The Extras

Estimated reading time: 2 minute(s)

I was at a gas station the other day, just pumping some gas (for myself, not for other folks… I did not land a day job at the local gas station…)

And I noticed something.

For one brief moment, I became part of another world.

There was a family there, pushing the stroller, two other kids in tow… trying to manage a mob of small energetic people. And as I watched and listened, I thought, “Hey, that’s like us. That is us. We walk right through here, and there are people pumping gas when we walk by… now I AM the guy pumping gas in their world…”

And I realized… we are so egocentric. (I am using that term in the philosophy sense… not the selfish, prideful, arrogant sense.) That means, I am the center of my world… everything revolves around me, and is perceived from my vantage point. Mostly, the people around us are just like extras in a movie. Insignificant filler in the story of my life.

But they’re not. Till I was pulled out of my world and swept into theirs, the family walking by were the extras… not me. But then from a different perspective, I was the extra.

I was no longer husband to Jen, father to Ian, Alex & Kirsten. I was no longer a musician, writer, web-designer. I was no longer Tom & Shirley’s son, Tara’s brother. I was just a guy pumping gas.

Isn’t that so odd? The following day at Wal-Mart, I began seeing people for who they really are. Each person has a rich past, and a full present. They are someone’s Dad, Mom, Grandma, Grandpa, son, daughter, friend, boss, partner, pastor, teacher, doctor, etc.

And yet to me, they are extras.

I won’t have the opportunity to be part of any of their worlds. Perhaps some. But likely, they will remain in a way, extras. But, I would like to remember that gas-station experience where for a moment, the world was not my world.
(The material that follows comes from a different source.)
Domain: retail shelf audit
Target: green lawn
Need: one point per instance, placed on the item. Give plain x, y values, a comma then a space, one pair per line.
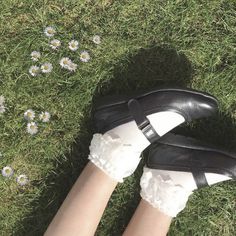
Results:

What a world it would be if there were no extras. If we realized the fullness of everyone we run into at a gas station. That is only a piece of the world God knows. He knows each of us intimately. Every detail. Every relationship. All that we are. More than anyone else.

Now that is amazing.

Quite a perspective God has on this world, eh?

2 Comments

  1. you and the Uber-Author Donald Miller have something in common… the extra-in-a-movie concept. Check out, “Blue Like Jazz” chapter… uhm… chapter something. I think that dang book should be distributed to every household like “Frampton Comes Alive”…with sample boxes of Tide. Very cool post!